Modern RDBMS's have support for XML column types and functionality for dealing with XML in stored procedures. Historically I would always have mapped hierarchical data (whether of OO objects or XML) to relational tables. Given the widespread database support for XML should I change my ways?
views:
532answers:
11You can store user generated XML in there.
If a website like stackoverflow used some sort of XML markup instead of mark down you could store the question/answers as XML in the database. You might find yourself trying to parse this user generated XML looking for proprietary tags.
Let's say you have an entity that has attributes. You can store all those attributes in XML instead of creating a separate attribute table. The XML would be more flexible.
If you don't see the need then don't change!
Sometimes you have to persist data that does not have a known structure, or its structure is very volatile. In those cases, instead of creating a table, just save the XML into your existing table
Flexibility is one reason.
If the structure of your data can vary, then you can still keep a common RDBMS table, along with the queries, etc. that gor after it with the somewhat variably structured data.
If you need to add a field at some point, you can do so without changing your RDMS table structure, and thus not break everyone else's queries.
You can process XML data directly in SQL server. E.g. you can apply XPath expressions and just send the filtered result set to the client. SQL server features can build upon XML processing capabilities later.
The features above exist from MS SQL Server 2000 or 2005.
For example, you get XML documents from some other system, with very rich or complex structure that you want to store; but you only need a few well-defined queries to retrieve that data. In that case, just parse the data you need to generate some indexes, and store the whole XML structure in a single field.
To do that you don't need much XML-specific support on the DB engine, but it still helps to keep queries expressive.
Besides that, I'd guess some DMBS with good XML support could let you simply store the XML document, maybe without specifying how to index it. You just use XQuery and hope it somehow optimises to your needs.
I have a good real-life example. One of my clients receives an XML file from their suppliers very often with some important data. It is deeply nested. They need to compare it with the previous XML file to see what has changed. Without XML support in database, I had to build a tool that iterates through XML nodes and looks for matches in the tables of relational database. I could use some XML-XML comparison tool, but some of the checks relate to some other data that did not come from XML file and I need to join all that together. Ok, all of this is not that big deal, but still - with XML databases you get that functionality out-of-the-box.
Here is a real world example from a system I work on. We have a core system and create customer-specific code in java. A different class may be called depending on which customer is transacting. Sometimes this custom code needs to store something and we put it into an XML column in the relevant table. This saves us from modeling everything under the sun. Adding a new customer generally just means writing and installing the java code.

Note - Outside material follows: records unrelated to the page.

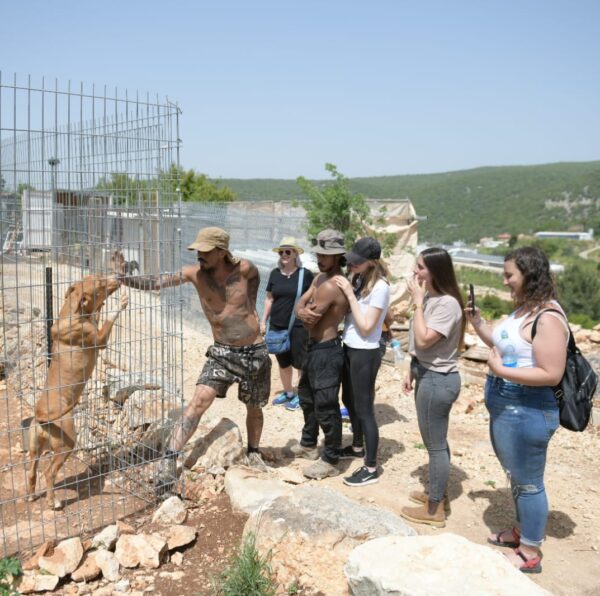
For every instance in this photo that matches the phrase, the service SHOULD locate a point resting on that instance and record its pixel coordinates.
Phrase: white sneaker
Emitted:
(320, 469)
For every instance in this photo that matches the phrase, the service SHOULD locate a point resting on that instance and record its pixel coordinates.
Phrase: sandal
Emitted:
(514, 543)
(533, 565)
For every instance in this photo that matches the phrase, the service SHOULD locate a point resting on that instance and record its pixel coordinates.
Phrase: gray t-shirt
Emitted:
(444, 315)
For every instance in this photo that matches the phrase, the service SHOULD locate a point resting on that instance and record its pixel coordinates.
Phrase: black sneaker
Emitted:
(348, 452)
(362, 477)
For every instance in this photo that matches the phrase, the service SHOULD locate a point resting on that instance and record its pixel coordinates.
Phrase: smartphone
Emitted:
(472, 298)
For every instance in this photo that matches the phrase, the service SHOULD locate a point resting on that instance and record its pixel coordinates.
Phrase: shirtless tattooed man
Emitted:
(227, 289)
(321, 309)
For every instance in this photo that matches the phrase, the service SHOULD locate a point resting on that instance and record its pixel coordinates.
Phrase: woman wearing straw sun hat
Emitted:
(282, 293)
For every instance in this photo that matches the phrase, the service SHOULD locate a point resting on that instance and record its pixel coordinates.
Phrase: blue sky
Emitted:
(278, 88)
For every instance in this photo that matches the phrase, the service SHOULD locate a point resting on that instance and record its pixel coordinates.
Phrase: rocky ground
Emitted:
(478, 488)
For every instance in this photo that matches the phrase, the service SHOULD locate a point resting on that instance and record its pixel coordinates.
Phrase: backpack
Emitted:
(575, 392)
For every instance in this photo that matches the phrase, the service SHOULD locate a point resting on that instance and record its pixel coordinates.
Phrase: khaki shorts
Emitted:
(249, 366)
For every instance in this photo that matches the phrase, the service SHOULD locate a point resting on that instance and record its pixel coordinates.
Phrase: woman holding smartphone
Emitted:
(435, 335)
(519, 396)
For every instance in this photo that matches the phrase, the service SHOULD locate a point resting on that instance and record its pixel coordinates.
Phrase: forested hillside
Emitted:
(469, 204)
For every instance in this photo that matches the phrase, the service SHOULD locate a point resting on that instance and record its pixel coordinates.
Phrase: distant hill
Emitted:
(469, 204)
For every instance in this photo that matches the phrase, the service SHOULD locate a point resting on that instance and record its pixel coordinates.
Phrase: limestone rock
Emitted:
(311, 532)
(122, 586)
(88, 570)
(146, 550)
(172, 511)
(42, 551)
(250, 489)
(180, 536)
(221, 447)
(107, 538)
(109, 564)
(420, 566)
(65, 559)
(33, 581)
(291, 475)
(124, 528)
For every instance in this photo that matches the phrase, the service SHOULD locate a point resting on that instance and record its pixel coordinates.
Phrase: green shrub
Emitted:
(249, 573)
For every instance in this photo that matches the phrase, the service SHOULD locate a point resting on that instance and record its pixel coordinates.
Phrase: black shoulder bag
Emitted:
(575, 392)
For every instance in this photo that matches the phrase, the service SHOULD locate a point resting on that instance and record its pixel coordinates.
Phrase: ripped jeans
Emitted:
(522, 422)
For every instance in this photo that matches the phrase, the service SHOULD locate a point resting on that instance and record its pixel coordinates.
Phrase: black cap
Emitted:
(363, 250)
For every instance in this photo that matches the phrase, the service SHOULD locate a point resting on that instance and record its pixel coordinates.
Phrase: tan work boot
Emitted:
(418, 496)
(320, 469)
(431, 514)
(304, 452)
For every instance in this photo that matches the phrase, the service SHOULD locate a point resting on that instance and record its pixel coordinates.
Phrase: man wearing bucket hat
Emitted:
(322, 308)
(287, 282)
(227, 288)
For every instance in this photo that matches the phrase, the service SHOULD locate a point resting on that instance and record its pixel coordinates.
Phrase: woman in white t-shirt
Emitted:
(369, 299)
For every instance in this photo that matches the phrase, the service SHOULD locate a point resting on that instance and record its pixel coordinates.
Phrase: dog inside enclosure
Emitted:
(77, 337)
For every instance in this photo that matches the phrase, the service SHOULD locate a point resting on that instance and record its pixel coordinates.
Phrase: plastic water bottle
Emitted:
(398, 353)
(509, 356)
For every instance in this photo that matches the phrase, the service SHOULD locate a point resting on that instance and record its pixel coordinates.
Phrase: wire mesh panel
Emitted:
(90, 373)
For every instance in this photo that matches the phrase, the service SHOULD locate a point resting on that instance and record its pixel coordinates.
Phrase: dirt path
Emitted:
(478, 489)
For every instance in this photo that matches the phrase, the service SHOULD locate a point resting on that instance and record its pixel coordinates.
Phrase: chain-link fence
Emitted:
(255, 229)
(84, 173)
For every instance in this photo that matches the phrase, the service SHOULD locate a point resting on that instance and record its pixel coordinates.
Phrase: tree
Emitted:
(579, 290)
(333, 205)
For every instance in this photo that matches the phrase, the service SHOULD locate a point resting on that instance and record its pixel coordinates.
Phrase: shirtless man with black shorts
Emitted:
(227, 289)
(321, 309)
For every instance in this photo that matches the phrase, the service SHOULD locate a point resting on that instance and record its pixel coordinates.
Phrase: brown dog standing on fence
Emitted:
(76, 340)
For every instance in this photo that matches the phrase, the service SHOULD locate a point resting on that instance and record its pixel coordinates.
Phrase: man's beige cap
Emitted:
(209, 238)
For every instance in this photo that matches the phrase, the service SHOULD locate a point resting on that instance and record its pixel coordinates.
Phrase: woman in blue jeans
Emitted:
(369, 297)
(519, 396)
(436, 333)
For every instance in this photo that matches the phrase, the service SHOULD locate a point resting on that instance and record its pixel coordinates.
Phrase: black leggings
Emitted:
(358, 394)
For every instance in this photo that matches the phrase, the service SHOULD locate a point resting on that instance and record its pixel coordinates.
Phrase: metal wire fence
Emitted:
(84, 172)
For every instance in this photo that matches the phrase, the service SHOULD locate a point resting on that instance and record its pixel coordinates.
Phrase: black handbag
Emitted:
(575, 392)
(279, 341)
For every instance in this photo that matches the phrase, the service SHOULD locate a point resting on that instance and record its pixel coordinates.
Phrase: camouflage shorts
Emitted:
(249, 366)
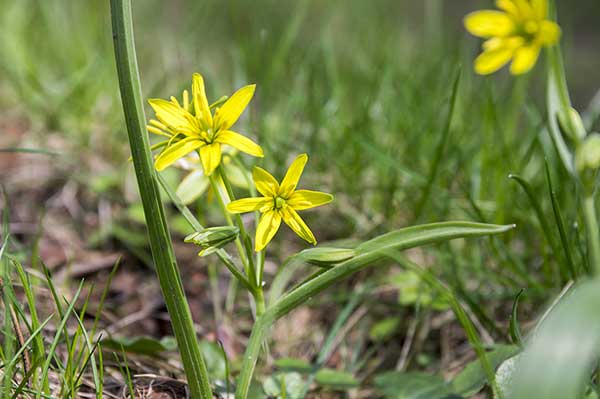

The downside is that reporting, querying and updates are more difficult on the XML column. There are none of the usual good database features like check constraints, etc.
I've not had the need to store XML so far, but I frequently use the ability to return XML from a stored procedure. It makes some things very useful - mainly reports. I can run a SP to generate the report, send back the results in XML, and then use XSLT to display the result on the site very easily.
I use the XML column type to stash a copy of all business-critical messages we receive from a third-party service. It's very handy for a few reasons.
1) In case of data corruption, we can back-trace to see what data came in when, and in what format.
2) Future development work on systems can be based on real data from the log table - just deserialise and use the data as if it came from a call to the 3p service
3) Makes sure the infrasructure guys are busy allocating disk space to the DB server. ;)
The only reason I would ever use it again is when for extensibility & flexibility.
The overhead of xml (xpath) and maintenance (namespaces) are really not worth the hassle if you can avoid it. We have previously stored large amounts of data in xml and used scalar functions to retrieve it, but it is too slow and causes immense headaches is the xml structure or namespace changes.
But the flexibility is fantastic. You can add new properties whenever you want, you can have project/client/job specific data in there which doesn't require proper columns. The XML does not have to be in a static structure - you simply need a factory which can spawn instances to deal with the different XML (which would need to be related to a project/client/job).
When adding a new table to an existing system, especially one that has a lot of existing data and can't easily be modified, I will add an XML column. In the future if I ever need to add another column to that table, I can simply utilise the XML column rather than being frustrated and having to do a lot of rework.
In summary, you don't start out by putting essential properties in XML. But you should add XML when you know that your table might need to be extended, precisely because it gives you the option of extending.